To determine Firm A's market capitalization, we first need to calculate the expected price per share using the Gordon Growth Model (also known as the Dividend Discount Model). The formula for the Gordon Growth Model is:
\[ P_0 = \frac{D_1}{r - g} \]
Where:
- \( P_0 \) = Current price per share
- \( D_1 \) = Expected dividend next year
- \( r \) = Required rate of return
- \( g \) = Growth rate of dividends
- Calculate \( D_1 \): Given that the last dividend paid, \( D_0 \), is $4.51 and the growth rate \( g \) is 1.85%, we calculate the expected dividend next year \( D_1 \):
\[ D_1 = D_0 \times (1 + g) = 4.51 \times (1 + 0.0185) = 4.51 \times 1.0185 \approx 4.601435 \]
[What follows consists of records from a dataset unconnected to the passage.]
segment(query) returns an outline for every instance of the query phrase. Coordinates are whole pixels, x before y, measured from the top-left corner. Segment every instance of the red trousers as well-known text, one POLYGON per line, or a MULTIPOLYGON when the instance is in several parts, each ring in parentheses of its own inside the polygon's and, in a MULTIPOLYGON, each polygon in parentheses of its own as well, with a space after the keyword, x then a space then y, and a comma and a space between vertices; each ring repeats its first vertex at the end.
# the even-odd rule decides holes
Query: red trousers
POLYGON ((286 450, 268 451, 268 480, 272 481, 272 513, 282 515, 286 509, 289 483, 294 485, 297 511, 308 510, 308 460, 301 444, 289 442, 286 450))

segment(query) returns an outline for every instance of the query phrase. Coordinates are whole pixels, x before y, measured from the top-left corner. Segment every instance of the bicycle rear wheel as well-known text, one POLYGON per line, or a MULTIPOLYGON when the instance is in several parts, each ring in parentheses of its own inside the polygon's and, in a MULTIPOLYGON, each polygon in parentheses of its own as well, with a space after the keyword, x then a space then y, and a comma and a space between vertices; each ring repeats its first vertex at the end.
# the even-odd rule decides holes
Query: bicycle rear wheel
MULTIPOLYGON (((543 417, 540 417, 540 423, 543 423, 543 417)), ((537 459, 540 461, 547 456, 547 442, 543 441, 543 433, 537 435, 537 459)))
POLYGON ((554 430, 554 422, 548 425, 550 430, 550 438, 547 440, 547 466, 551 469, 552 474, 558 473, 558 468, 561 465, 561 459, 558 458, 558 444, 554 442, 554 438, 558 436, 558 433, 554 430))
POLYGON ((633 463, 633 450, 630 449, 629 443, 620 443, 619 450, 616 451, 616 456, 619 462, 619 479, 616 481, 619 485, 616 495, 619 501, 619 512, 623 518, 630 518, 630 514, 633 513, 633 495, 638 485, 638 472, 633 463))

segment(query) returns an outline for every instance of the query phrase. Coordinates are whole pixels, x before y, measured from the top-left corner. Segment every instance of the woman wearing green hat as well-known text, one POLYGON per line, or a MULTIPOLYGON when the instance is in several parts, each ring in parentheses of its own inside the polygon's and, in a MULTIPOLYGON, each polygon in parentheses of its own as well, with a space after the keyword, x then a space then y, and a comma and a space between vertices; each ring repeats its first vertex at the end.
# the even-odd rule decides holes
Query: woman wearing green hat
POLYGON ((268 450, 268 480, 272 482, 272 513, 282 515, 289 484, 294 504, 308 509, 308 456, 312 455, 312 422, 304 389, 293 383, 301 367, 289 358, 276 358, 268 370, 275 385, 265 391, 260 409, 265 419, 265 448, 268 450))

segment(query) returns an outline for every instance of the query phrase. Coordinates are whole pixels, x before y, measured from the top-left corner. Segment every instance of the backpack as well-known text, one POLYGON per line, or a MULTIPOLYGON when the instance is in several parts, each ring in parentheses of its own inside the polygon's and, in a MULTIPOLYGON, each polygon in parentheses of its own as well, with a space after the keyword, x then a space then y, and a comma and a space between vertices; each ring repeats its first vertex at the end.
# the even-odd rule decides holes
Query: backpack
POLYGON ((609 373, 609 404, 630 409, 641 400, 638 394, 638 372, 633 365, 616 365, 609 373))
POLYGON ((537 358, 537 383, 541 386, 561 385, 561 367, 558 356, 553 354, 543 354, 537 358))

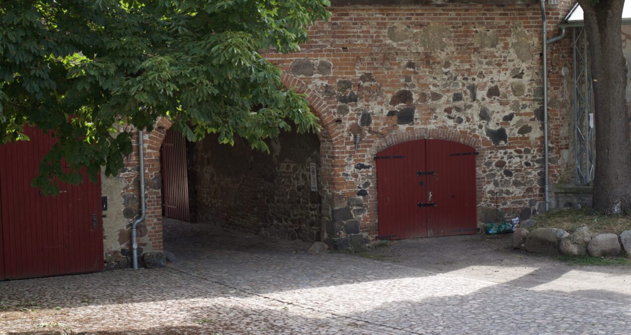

- Calculate \( r \): The required rate of return \( r \) can be calculated using the Capital Asset Pricing Model (CAPM):
\[ r = r_f + \beta \times (r_m - r_f) \]
Where:
- \( r_f \) = Risk-free rate = 2.50%
- \( \beta \) = Beta of Firm A = 1.75
- \( r_m - r_f \) = Market risk premium = 4.51%
Substituting the values:
\[ r = 0.025 + 1.75 \times 0.0451 = 0.025 + 0.078925 = 0.103925 \approx 10.39% \]
- Calculate \( P_0 \): Now we can calculate the expected price per share \( P_0 \):
\[ P_0 = \frac{D_1}{r - g} = \frac{4.601435}{0.103925 - 0.0185} = \frac{4.601435}{0.085425} \approx 53.96 \]
- Calculate Market Capitalization: Market capitalization is calculated as the price per share multiplied by the total number of shares outstanding:
\[ \text{Market Capitalization} = P_0 \times \text{shares outstanding} = 53.96 \times 280,000,000 \]
Calculating this gives:
\[ \text{Market Capitalization} \approx 15,117,136,000 \text{ USD} \]
Therefore, Firm A's market capitalization is approximately $15.12 billion.